Psalms 6.6
Can I come in? I saw you slip away.
Hors d’oeuvres depress you, don’t they? They do me.
And cocktails, jokes . . . such dutiful abandon.
Where the faithful observe immovable feasts
—boat races, birthdays, marriages, martyrdoms—
we’re summoned to our lonely ceremonies any time:
B minor, the mouldiness of an old encyclopedia,
the tinny sun snapping off the playground swings,
these are, though we can’t know this, scheduled
to arrive that minute of the hour, hour of the day,
day of every year. Again, regular as brickwork,
comes the time the nurse jots on your chart
before she pulls the sheet across your face. Just so,
the past falls open anywhere—even sitting here with you.
Sorry. You remind me of a girl I knew.
I met her at a party much like this, but younger, louder,
the bass so fat, the night so sticky you could drown.
We shouted at each other over soul
and cold beer in the crowded kitchen and l, at least,
was halfway to a kiss when she slipped
her arm around her friend.
I worked at liking him and it took work,
and it never got any easier being harmless,
but we danced that night like a three-way game of chess
and sang to Curtis Mayfield pumped so loud
that when I drove them home they could hardly
whisper to invite me up.
Their black walls smirked with Jesus on black velvet
—Jesus, Elvis, Mexican skeletons, big-eyed Virgins,
Rodin’s hands clasped in chocolate prayer—
an attitude of décor, not like this room of yours.
A bottle opened—tequila with a cringe of worm—
and she watched me.
Lighting a meltdown of Paschal candles,
she watched me. He poured the drinks rasping
We’re seriously into cultural detritus. At which, at last,
she smiled. Ice cubes cracked. The worm sank in my glass.
And all that long year we were joined at the hip.
I never heard them laugh. They had,
instead, this tic of scratching quotes in the air—
like frightened mimes inside their box of style,
that first class carriage from whose bright window
I watched the suburbs of my life recede.
Exactly one year on she let me kiss her—once—
her mouth wine-chilled, my tongue a clumsy guest,
and after that the invitations dwindled.
By Christmas we were strangers. It was chance
I heard about the crash. He died at once.
Black ice and rain, they said. No news of her.
I can’t remember why I didn’t write.
Perhaps I thought she’d sold the flat and left.
Some nights midway to sleep I’m six years old.
Downstairs it’s New Year’s Eve. Drink and shrieks.
But my mother’s lit the luminous plastic Jesus
to watch me through the night, which is why
I’ve got my pillow wrapped around my head.
I never hear the door. And when she speaks,
her thick-tongued anger rearing like a beast
I feel my hot piss spreading through the sheets.
But when I wake, grown up, it’s only sweat.

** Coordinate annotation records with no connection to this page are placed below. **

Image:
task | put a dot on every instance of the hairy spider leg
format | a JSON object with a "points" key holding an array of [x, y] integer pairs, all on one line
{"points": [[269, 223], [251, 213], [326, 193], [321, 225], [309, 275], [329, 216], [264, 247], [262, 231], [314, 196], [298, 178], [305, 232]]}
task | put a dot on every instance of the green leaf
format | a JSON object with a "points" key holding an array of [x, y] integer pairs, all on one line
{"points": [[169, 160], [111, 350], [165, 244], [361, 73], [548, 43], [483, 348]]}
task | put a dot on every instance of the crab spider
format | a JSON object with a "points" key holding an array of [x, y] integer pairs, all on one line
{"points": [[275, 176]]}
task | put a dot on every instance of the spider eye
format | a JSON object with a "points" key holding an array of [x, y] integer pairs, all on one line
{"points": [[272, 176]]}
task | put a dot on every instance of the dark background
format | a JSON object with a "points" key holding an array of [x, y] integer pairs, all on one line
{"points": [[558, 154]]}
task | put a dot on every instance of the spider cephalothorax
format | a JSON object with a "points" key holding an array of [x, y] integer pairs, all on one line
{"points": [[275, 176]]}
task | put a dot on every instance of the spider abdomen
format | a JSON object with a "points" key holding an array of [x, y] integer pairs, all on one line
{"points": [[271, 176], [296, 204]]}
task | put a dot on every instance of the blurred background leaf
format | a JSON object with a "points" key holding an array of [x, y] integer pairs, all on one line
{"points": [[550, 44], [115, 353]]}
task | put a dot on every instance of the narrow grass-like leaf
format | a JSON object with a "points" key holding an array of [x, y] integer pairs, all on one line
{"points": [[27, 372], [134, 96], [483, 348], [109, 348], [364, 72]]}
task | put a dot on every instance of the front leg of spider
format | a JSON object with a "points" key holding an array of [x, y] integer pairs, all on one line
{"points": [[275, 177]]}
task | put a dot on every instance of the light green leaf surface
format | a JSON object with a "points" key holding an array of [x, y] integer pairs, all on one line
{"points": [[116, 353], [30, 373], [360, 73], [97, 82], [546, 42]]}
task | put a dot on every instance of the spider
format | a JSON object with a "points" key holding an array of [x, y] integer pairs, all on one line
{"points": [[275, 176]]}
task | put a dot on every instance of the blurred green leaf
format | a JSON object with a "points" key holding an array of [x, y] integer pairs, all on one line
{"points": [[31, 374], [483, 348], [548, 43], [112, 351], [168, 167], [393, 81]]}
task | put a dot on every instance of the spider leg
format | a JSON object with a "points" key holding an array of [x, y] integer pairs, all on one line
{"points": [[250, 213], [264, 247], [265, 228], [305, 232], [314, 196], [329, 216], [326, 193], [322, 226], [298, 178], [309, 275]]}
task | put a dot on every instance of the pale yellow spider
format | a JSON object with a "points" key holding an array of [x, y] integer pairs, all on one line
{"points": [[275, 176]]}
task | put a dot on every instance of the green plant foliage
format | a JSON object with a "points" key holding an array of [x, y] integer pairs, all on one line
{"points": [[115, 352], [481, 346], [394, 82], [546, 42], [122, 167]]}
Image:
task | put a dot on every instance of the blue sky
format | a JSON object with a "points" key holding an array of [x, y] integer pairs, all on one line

But if I dream, I bleed. A briar crown,
a fist prised open wide, a steadied nail,
a hammer swinging down—the past falls open
anywhere . . .
Ash Wednesday evening.
Driving by, I saw her lights were on.
I noticed both their names still on the buzzer
and when I rang I heard her voice. Come in—
her nose was broken, her front teeth gone,
a rosary was twisted round her fists—
—Come in. I’ve been saying a novena.
Inside, each crucifix and candle shone
transfigured in her chrysalis of grief.
She spoke about the crash, how she’d been driving,
how they had to cut her from the wreck . . .

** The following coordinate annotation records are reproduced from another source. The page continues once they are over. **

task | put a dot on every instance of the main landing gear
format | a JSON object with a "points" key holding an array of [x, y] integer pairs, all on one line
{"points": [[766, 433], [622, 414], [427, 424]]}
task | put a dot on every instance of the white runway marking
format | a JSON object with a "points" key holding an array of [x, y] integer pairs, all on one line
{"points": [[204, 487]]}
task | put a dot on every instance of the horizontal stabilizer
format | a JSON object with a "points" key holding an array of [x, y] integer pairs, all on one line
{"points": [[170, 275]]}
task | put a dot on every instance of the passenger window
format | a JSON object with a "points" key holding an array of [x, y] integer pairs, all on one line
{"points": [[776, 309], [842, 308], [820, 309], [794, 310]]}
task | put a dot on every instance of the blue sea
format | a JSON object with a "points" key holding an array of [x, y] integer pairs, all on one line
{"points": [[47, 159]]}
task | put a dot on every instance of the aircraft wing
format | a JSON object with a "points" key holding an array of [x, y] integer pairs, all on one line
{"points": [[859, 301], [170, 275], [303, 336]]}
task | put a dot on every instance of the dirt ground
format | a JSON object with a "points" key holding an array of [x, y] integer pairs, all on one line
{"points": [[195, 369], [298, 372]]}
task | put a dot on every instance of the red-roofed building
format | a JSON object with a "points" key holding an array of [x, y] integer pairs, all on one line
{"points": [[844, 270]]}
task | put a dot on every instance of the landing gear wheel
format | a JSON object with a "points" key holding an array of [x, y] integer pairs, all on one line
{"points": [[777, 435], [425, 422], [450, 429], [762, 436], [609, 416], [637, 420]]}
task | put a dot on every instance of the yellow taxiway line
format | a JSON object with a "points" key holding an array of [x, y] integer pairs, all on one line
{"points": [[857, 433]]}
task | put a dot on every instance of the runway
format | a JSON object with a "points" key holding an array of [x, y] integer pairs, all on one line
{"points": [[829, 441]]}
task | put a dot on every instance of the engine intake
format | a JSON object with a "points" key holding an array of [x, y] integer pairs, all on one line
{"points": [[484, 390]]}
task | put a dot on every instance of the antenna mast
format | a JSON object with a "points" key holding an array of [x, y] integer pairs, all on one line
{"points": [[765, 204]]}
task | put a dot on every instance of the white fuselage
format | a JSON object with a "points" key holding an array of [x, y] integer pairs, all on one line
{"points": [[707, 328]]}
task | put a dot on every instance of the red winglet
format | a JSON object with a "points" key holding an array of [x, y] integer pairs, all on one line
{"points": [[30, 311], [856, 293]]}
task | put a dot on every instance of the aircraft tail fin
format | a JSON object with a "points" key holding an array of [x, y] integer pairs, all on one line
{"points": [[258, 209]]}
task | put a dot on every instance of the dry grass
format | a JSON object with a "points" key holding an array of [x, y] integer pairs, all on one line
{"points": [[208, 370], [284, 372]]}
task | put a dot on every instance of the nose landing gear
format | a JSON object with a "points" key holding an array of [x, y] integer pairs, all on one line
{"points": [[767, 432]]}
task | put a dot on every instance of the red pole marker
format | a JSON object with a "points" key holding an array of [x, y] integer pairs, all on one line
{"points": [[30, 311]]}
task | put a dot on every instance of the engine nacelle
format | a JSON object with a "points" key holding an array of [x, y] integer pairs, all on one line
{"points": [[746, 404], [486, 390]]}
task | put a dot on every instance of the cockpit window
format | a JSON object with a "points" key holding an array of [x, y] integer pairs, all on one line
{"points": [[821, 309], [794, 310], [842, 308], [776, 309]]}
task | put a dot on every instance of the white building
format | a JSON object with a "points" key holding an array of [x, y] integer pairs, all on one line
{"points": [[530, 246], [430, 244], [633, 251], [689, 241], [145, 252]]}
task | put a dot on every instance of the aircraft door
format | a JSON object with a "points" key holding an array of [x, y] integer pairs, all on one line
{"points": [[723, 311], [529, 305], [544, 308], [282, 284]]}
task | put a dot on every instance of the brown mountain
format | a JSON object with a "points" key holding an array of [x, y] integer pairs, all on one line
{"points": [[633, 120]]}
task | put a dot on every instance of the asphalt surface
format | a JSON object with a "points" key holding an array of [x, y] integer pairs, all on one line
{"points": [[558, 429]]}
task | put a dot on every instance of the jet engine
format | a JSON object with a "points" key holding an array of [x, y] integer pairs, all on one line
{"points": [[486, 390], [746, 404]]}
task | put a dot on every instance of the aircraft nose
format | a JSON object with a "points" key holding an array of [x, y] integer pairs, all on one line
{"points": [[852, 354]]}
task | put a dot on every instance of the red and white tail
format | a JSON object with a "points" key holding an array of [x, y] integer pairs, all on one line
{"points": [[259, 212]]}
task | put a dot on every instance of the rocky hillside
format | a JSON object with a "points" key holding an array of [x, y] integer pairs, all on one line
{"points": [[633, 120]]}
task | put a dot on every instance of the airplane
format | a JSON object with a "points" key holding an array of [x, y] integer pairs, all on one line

and then she slipped and called me by his name.
Of those next hours I remember most
the silences between her sobs, the rain
against the skylight slowly weakening
to silence, silence brimming into sleep and dawn.
Then, having lain at last all night beside her,
having searched at last that black-walled room,
the last unopened chamber of my heart,
and found there neither pity nor desire
but an assortment of religious kitsch,
I inched my arm from under her and left.
Since then, the calmest voice contains her cry
just within the range of human hearing
and where I’ve hoped to hear my name gasped out
from cradle, love bed, death bed, there instead
I catch her voice, her broken lisp, his name.
Since then, each night contains all others,
nested mirror-within-mirror, stretching back from then
to here and now, this party, this room, this bed,
where, in another life, we might have kissed.
Thank you, my friend, for showing me your things—
you have exquisite taste—but let’s rejoin your guests
who must by now be wondering where you’ve gone.